Looking at these pictures brings back memories of my Uncle who I was named after kind of. His name was James and they named me Jimmie because that is what they all called him. He landed on Omaha beach and would not hardly ever talk about it. I never understood why until I went to VN. It makes me emotional to see these pictures Jack, my heartfelt condolences for losing your father, he looks so young. You must have been very young, do you remember him? For what it's worth that picture looks like Gavin at the very least.

I carried a standard M14 bayonet and a cheap used Ruger .357 Blackhawk my brother sent me. It was a single action. I also carried a Swiss Army pocket knife with a bunch of attachments, I used that thing all the time. To call it a lifesaver would be no exaggeration as it was used to fix many things including a 105mm recoilless rifle with a malfunctioning firing mechanism.

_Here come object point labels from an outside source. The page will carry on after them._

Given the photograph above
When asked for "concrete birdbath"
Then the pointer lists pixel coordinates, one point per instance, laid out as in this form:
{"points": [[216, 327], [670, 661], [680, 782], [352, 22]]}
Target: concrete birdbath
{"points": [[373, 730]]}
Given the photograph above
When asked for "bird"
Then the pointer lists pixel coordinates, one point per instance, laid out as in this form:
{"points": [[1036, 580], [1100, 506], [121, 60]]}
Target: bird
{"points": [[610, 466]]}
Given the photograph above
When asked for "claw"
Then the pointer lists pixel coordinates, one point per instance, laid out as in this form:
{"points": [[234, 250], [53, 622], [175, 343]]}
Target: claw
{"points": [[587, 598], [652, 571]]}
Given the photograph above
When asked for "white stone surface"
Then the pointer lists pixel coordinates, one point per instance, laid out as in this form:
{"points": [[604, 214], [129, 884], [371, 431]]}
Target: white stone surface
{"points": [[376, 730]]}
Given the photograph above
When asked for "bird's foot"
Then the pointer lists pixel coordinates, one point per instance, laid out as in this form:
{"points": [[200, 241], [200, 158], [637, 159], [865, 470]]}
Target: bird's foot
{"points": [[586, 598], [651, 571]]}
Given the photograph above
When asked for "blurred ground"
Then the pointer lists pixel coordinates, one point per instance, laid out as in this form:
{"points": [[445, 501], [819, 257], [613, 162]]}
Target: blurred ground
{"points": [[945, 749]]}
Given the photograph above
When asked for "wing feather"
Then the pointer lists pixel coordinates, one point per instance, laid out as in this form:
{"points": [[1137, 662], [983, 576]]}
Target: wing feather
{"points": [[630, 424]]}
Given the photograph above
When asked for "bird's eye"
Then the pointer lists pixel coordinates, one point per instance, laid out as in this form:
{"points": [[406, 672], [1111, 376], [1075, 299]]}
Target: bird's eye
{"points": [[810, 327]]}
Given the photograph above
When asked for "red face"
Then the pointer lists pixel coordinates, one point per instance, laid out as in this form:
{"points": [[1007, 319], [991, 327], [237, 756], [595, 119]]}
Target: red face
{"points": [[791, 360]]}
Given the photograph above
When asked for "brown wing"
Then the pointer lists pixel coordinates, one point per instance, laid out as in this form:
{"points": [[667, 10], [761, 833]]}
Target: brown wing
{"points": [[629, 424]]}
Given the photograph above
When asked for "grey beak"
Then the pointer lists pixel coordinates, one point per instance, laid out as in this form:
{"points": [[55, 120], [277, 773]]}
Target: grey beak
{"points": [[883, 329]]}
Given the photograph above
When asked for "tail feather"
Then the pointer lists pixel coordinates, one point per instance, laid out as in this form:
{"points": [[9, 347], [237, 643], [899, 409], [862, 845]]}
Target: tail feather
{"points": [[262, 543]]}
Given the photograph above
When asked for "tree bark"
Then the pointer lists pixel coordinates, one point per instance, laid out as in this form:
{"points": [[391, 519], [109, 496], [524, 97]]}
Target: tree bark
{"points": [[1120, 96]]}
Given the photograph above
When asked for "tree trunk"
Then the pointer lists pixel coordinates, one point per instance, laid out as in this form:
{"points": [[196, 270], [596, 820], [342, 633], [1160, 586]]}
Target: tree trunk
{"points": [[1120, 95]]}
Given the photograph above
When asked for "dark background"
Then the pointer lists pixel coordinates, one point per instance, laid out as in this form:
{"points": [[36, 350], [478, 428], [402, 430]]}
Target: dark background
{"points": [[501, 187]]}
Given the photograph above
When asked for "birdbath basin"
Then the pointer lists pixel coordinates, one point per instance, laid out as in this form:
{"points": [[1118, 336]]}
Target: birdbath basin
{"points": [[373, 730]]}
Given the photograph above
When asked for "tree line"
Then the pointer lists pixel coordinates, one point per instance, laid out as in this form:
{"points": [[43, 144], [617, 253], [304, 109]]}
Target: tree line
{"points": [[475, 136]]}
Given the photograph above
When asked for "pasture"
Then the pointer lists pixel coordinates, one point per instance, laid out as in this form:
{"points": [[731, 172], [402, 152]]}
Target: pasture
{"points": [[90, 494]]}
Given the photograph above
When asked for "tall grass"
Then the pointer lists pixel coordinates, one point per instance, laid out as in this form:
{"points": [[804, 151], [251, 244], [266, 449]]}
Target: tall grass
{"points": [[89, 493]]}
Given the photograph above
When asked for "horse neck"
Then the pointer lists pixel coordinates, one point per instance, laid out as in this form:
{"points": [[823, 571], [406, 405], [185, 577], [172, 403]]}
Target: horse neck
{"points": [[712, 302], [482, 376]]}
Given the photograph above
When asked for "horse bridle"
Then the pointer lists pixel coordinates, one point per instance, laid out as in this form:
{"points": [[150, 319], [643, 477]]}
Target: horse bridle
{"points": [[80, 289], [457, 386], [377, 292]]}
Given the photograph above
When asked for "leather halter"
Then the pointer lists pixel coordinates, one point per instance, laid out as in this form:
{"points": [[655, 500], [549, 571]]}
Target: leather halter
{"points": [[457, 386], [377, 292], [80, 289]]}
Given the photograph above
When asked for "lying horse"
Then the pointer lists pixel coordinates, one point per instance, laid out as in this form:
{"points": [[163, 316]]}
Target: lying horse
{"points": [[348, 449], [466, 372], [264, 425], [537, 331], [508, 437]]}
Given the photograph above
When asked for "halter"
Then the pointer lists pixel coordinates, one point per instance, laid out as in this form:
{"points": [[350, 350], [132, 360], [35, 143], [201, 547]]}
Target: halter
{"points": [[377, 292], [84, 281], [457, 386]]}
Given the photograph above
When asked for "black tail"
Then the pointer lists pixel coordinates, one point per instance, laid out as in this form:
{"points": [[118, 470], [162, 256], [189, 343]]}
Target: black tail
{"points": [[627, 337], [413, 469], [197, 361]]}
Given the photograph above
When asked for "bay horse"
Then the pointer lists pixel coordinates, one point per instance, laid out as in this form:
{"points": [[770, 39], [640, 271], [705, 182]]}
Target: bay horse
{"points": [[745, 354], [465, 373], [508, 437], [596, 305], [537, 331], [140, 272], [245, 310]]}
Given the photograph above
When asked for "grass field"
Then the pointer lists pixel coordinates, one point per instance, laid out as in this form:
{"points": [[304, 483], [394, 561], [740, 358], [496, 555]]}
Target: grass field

If you know someone deployed overseas send them a swiss Army Knife, a Huntsman model like I had with a case or a good but smaller model Leatherman type tool (weight). To be honest I do not remember exactly the model I had, but it had a lot of tools and I think it was a Huntsman. Those were the knives I carried. The knife that sticks out in my memory was the big Bowies that a few guys had, They were made by Western Knife Co. I remember from pictures that some guys had Randalls, but it wasn't something I remember well. There were a lot of knives as you can imagine.